In 1912 Victor Berger, a founding member of both the Social Democratic Party of America and the Socialist Party of America, wrote the following about capitalism and speculation: “So [speculation] is another evil that is inherent in this system. It cannot be avoided any more than malaria in a swampy country. And the speculators are the mosquitos. We should have to drain the swamp—change the capitalist system—if we want to get rid of those mosquitos.”
The phrase may have been popular in socialist circles even before that. According to Popik, the saying dates back as early as 1903, when a local organizer for the Social Democratic Party in Wisconsin wrote in The Daily Northwestern, “Socialists are not satisfied with killing a few of the mosquitoes which come from the capittalist [sic] swamp; they want to drain the swamp.”
None other than infamous labor organizer Mary Harris “Mother” Jones, namesake of Mother Jones magazine, was known to have used the phrase. In a 1913 interview, Jones was reportedly quoted as saying, “The capitalist and striker—both men are all right—only they are sick; they need a remedy; they have been mosquito bitten. Let’s kill the virulent mosquito and then find and drain the swamp in which he breeds.”

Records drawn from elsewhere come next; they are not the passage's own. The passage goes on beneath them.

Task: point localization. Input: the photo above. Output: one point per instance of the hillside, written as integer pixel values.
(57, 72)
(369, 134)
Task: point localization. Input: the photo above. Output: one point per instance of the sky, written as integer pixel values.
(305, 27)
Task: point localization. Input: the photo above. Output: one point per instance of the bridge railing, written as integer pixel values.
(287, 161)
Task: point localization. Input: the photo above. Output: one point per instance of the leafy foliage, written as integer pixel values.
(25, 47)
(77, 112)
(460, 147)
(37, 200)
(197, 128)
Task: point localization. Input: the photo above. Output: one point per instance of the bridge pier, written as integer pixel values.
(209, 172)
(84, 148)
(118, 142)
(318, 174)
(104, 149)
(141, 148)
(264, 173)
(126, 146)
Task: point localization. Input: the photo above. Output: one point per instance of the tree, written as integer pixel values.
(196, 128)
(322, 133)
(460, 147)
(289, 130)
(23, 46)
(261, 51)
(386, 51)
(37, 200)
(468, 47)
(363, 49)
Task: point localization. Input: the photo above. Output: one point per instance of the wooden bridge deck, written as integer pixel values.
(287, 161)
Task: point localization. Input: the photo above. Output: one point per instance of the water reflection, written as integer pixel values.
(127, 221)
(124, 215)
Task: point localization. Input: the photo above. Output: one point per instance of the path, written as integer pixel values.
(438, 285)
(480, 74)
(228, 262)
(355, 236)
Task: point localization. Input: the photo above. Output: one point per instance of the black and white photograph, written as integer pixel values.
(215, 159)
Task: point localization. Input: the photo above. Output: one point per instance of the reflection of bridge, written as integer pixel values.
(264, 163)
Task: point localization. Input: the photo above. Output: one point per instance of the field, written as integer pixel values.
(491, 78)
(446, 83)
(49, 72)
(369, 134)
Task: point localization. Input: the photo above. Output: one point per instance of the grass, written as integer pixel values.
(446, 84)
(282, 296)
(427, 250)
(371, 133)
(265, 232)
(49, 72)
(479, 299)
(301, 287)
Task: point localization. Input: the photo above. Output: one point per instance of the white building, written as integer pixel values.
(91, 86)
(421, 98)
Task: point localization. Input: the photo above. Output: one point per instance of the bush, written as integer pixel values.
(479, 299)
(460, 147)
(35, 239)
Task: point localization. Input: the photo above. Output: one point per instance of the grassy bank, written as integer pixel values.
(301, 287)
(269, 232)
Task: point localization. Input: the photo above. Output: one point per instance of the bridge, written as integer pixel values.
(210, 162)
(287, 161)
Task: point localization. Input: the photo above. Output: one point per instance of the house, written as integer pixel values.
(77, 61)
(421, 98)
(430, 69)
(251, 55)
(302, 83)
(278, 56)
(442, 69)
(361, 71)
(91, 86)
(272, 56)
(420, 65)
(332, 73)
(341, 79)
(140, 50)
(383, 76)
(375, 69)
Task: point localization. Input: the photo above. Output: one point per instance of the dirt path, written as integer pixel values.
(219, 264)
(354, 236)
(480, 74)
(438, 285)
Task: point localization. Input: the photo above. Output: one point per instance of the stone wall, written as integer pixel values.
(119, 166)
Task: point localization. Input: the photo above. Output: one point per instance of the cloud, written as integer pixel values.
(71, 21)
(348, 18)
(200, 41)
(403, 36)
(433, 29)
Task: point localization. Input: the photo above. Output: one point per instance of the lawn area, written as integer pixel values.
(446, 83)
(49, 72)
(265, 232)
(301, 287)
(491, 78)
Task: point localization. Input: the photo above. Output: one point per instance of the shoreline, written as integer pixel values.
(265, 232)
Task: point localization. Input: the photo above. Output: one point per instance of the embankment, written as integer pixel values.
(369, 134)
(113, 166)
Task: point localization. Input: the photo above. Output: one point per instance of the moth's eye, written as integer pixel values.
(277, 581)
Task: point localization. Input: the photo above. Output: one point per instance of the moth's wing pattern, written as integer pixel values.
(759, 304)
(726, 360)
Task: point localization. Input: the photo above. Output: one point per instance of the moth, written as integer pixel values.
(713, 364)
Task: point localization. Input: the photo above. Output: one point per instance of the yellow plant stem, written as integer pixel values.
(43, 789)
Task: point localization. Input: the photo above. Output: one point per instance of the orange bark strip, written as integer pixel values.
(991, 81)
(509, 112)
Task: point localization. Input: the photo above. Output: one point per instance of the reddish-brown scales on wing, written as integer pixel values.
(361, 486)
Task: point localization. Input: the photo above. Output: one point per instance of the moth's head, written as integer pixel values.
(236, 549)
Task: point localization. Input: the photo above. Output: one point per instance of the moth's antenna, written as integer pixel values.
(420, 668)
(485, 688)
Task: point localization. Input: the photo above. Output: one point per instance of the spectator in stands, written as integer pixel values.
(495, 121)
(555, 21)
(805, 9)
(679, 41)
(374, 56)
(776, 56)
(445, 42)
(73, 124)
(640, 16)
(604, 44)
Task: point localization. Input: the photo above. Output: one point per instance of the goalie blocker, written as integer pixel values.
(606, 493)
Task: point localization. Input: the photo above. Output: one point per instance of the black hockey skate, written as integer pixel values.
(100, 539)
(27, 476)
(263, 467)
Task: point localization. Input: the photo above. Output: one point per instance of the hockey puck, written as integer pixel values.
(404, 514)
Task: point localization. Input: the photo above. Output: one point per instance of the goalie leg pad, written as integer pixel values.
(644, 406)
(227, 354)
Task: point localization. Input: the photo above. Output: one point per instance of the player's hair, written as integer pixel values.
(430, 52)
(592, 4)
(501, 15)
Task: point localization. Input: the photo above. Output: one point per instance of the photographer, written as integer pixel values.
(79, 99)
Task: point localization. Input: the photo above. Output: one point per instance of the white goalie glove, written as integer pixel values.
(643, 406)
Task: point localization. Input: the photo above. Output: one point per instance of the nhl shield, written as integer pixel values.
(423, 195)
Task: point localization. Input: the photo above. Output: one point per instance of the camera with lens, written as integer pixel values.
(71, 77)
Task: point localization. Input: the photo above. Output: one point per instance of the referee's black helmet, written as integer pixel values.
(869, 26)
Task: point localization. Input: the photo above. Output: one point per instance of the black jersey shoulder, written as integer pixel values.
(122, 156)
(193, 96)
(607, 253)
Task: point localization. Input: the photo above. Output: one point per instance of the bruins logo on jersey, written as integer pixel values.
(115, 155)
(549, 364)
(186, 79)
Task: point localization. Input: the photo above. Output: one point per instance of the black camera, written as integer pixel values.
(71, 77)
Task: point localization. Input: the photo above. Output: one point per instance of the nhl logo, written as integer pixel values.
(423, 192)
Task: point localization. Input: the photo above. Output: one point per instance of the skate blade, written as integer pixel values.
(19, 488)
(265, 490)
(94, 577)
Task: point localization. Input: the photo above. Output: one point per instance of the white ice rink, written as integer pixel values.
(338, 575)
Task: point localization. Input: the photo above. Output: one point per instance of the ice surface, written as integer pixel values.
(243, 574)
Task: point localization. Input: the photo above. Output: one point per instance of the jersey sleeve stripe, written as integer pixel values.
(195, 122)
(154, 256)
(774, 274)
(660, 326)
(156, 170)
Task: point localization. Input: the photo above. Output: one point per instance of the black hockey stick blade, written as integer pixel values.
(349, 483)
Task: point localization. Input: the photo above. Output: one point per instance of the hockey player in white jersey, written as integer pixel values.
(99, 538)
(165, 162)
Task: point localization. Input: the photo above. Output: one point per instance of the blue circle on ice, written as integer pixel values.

In the years since, “drain the swamp” has been used by members of both parties to discuss ending grift and corruption in Washington. Ronald Reagan used the phrase during his time as president to describe how he would shrink the size and power of government. When Nancy Pelosi became the first Democratic speaker of the house in over a decade she vowed to “drain the swamp” in Washington by cracking down on corporate lobbying.
Trump, for his part, has been tweeting with the hashtag #draintheswamp to promote his 11th hour plan to reform congress while also attacking Hillary Clinton. His account tweeted using the hashtag 6 times in the first half of Wednesday’s presidential debate.
At this rate, maybe we can look forward to Trump’s plan for ending capitalism before election day.